1994〜1997年にかけて、プロジェクトが接触した子ども5,000人のうち1,200人が学校へ通い始めた。児童労働撤廃国際計画(IPEC)の支援を受けて設立されたセンターは、現在、大アンカラ市の予算で運営されている。他の市でも同様のプログラムが実施されている。
アンカラ市の「路上で働く子どもたちのためのセンター」は、1992〜1993年にかけてIPECのプロジェクトの1つとして創設され、1994〜1995年の第2期も引き続きIPECの援助を受けた。1996〜1997年の第3期にはIPECからの援助は減少し、アンカラ市は活動を続けるため、制度を整理統合した。
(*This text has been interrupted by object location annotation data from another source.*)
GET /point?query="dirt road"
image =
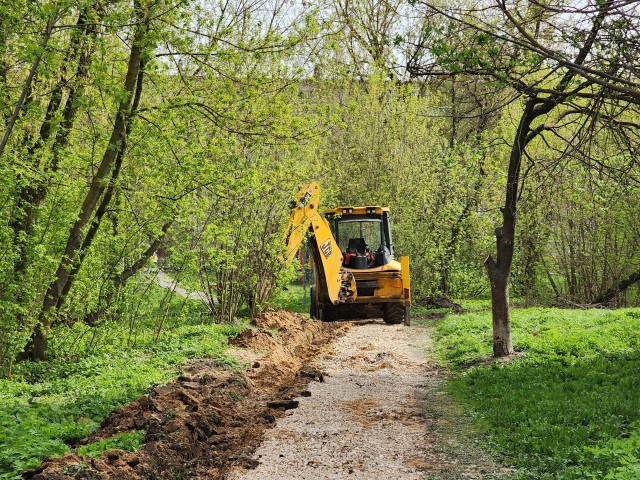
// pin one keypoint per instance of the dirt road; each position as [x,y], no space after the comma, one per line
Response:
[372,417]
[315,401]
IPECの資金援助は1997年4月に終了したが、市はその後も活動を続け、制度の向上を目指している。
センターは、短期的に子どもたちの労働条件を改善させ、長期的に児童労働を撤廃する目的で創設された。路上で働く子どもたちの問題に対して、センターの主要戦略は様々な効果をあげている。その戦略とは次のようなものである。
◆より広い社会関係を考慮する
プログラムは、家族、学校、センター、労働環境という関係の中における児童労働問題を考える。そこでセンターでは子どもの生活に関わりのあるグループや個人と交流し、連携を図る。
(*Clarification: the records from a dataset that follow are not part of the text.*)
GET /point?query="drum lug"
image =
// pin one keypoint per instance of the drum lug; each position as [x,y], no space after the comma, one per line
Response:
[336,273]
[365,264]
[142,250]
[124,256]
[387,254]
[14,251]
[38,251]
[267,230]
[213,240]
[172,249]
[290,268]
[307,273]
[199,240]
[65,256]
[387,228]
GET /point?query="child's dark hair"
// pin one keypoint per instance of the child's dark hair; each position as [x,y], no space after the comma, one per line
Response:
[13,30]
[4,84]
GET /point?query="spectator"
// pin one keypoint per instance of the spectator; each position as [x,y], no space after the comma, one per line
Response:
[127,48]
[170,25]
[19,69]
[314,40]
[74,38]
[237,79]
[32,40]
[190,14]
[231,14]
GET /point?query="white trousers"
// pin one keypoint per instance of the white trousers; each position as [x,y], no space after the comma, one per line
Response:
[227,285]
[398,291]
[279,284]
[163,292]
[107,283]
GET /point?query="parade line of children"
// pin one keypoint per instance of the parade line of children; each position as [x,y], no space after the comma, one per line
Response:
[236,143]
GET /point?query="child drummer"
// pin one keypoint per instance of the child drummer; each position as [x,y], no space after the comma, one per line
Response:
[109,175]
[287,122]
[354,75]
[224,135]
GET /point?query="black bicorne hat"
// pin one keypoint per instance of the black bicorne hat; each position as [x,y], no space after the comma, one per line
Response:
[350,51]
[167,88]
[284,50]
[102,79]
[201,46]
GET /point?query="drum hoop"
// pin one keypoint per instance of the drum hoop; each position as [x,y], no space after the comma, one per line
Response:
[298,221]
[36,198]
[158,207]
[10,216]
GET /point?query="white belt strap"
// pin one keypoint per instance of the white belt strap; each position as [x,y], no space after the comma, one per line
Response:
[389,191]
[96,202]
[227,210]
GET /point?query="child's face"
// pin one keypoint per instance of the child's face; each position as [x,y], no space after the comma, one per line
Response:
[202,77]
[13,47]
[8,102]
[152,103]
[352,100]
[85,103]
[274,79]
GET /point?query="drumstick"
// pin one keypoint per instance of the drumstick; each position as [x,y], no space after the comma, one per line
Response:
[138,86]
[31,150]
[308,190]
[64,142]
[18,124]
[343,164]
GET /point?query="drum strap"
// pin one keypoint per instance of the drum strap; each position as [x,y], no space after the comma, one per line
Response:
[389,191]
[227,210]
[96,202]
現在1,054人の子どもたちがセンターに登録され、それ以外にも3,823人がセンターのソーシャルワーカーと連絡をとりあっている。ソーシャルワーカーが子どもたちに接触するのは、彼らの仕事場である路上や、家族を通じてか、あるいは地元の小学校への訪問の際などである。センターは、多くの子どもたちが働くマーケット地帯にある。子どもたちとの接触はセンターを拠点として行われ、それに出張相談活動を加えて、遠くで働く子どもたちの便宜をはかっている。子どもたちやその家族と個々に接触するには、外へ出掛けていくことが欠かせない。
◆子どもの発達を総合的に見る
子どもの発達を、身体面、心理社会面、認知面の発達を統合したものとして見ることは、子どもにサービスを提供する上で非常に重要である。働く子どもへの幅広いサービスは、公共医療、教育、社会心理面でのサービス、職業訓練、課外活動等がある。センターに登録された子どもは、音楽、劇、柔道、空手、卓球、サッカー、レスリングなどのグループを作り、活動する。
◆教育面での援助とサポート
センターによる最大の成果の一つは、1994〜1997年度の間に、1,200人の子どもたち(うち147名は特待生)を学校の基礎教育課程へ戻したことである。これは、家族と話し合いを重ね、さらに社会的キャンペーンを通じて教育費(制服代、教科書、文房具代)を援助することで実現した。子どもに必要な教育を行うために、社会資源を活性化し、地域の資源を最大限に活用したのである。学校に登録して出席している子どもの数は、プログラム開始当初から徐々に増加している。もちろん、本格的に州の学校に戻って学業と仕事を両立させるのは、子どもにとって大きな負担であり、かえって学業に悪影響を及ぼす場合も有り得る。そこでセンターは、個別指導システムを設置し、また小学校長や教師と緊密に連絡を取って、出席率や成績を見守っている。
◆ボランティア
センターでは、子どもたちの心理社会的発達を助けるために、アンカラ大学の学生が世話をしたり勉強を教えたりする。学生たちの大切な役割の1つは、センターの代弁者となることである。また彼らがセンターにもたらす様々な技能も、働く子どもたちに役立っている。学生たちはよく訓練されている上、働きながら彼ら自身も学び、それが専門技能の蓄積につながる。
◆政策提案
一般の人々や政策担当者に働く子どもたちのニーズを理解してもらうことがセンターの目標である。この問題への意識の向上をめざして、問題の原因を追及するための一連のメディア作戦を展開した。市当局も、NGO、地方自治体、専門家グループ等と定期的に会合を開いて、これまでに学んだ教訓をまとめ、将来的な協力の可能性を探って、成果を維持していく予定である。
◆持続性と再現性
センターは、市当局の財政上・行政上の直接支援とガラス瓶及び古紙のリサイクル事業による収益によって持続性を確立した。また、センター存続を確かなものにするために、「チョジュック・デル」という名の団体が設立され、個人や組織から寄付を募ることもできるようになった。
(このプロジェクトは他の団体を刺激するという点でも貴重な役割を果たしている。現在、トルコ南東部のディヤルバクル市で、市政府、トルコ政府、首相府、地域開発庁、南東アナトリア・プロジェクトによって、IPECの支援をほとんど受けずに、同じ形のプロジェクトが進められている。)